How could we really know if a software is a malware (virus), for platforms like Windows or Android? How to identify it automatically if we do not have predefined datasets?
For example, when the software sends users' private information to a remote server (either encrypted or not), or requests some permissions; how could we know if the software really needs to do this, or just because it is a malicious behavior?
Similar things like updating system resources, show some windows, etc.
How could we really know if a software is a malware (virus), for platforms like Windows or Android?
Just by looking at it? It'd be probably difficult. If you go deeper and look at your Task manager in Windows and list of apps in android, and see something that shouldn't be there, probably you might find it. If you dive further and analyze packets of data using, say, Wireshark, chances are high you might find it. Please note that none of this is sure shot way of finding the "malicious" app.
Regarding Android, if you download an app for flashlight, and it requests permissions to access your files, or access to your contacts/messages, or if it's sending huge data to some server, you should look at it with suspicion.'
Again, there's no sure-shot way of finding if you've been infected.
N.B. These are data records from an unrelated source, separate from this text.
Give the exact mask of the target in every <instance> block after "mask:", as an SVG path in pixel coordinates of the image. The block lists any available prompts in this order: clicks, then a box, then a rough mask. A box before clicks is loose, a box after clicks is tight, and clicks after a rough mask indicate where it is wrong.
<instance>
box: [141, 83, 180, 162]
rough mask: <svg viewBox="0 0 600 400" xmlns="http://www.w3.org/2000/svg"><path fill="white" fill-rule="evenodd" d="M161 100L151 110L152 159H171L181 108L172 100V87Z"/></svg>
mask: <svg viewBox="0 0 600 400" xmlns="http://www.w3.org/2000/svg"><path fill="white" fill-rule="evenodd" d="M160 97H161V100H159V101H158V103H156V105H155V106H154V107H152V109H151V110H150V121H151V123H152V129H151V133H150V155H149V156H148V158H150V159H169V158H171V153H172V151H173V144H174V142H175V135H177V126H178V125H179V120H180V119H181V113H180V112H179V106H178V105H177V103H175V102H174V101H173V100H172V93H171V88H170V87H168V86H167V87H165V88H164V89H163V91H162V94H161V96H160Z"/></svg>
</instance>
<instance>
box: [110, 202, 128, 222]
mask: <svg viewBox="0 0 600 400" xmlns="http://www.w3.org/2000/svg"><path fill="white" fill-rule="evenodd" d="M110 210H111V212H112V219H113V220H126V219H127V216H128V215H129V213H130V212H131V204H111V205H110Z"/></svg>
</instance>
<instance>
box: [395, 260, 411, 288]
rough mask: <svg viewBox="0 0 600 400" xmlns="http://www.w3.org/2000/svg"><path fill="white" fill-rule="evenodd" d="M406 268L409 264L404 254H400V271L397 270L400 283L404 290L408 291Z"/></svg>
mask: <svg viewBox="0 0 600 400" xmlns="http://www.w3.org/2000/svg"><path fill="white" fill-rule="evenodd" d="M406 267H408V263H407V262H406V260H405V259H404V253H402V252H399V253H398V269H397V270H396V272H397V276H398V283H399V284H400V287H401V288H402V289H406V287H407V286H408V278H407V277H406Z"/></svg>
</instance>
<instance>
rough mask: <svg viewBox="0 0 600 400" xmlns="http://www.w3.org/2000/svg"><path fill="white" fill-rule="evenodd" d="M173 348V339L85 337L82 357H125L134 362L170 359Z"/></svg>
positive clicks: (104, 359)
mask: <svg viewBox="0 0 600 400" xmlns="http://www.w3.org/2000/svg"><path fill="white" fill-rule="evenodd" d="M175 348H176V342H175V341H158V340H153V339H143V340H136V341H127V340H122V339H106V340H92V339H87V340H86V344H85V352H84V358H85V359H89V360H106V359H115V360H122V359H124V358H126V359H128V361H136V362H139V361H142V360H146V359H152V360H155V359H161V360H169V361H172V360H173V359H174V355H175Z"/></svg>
Although there are some common signs like unexpected rise in data bills, sluggish performance, uncanny behavior of device, but none of them can guarantee that your device is infected.
If you believe that your device is infected, please have a look at this answer
This question is pretty general and that is what cyber sec is pretty much about. But if i had to find quickly and reliably if a file/software/url is malicious or not i ll submit it to VirusTotal. More often that not you will find it very reliable.
If the software has never been uploaded to VT (or any other open source intelligence) , then only manual analysis can determine if the app is malware or not.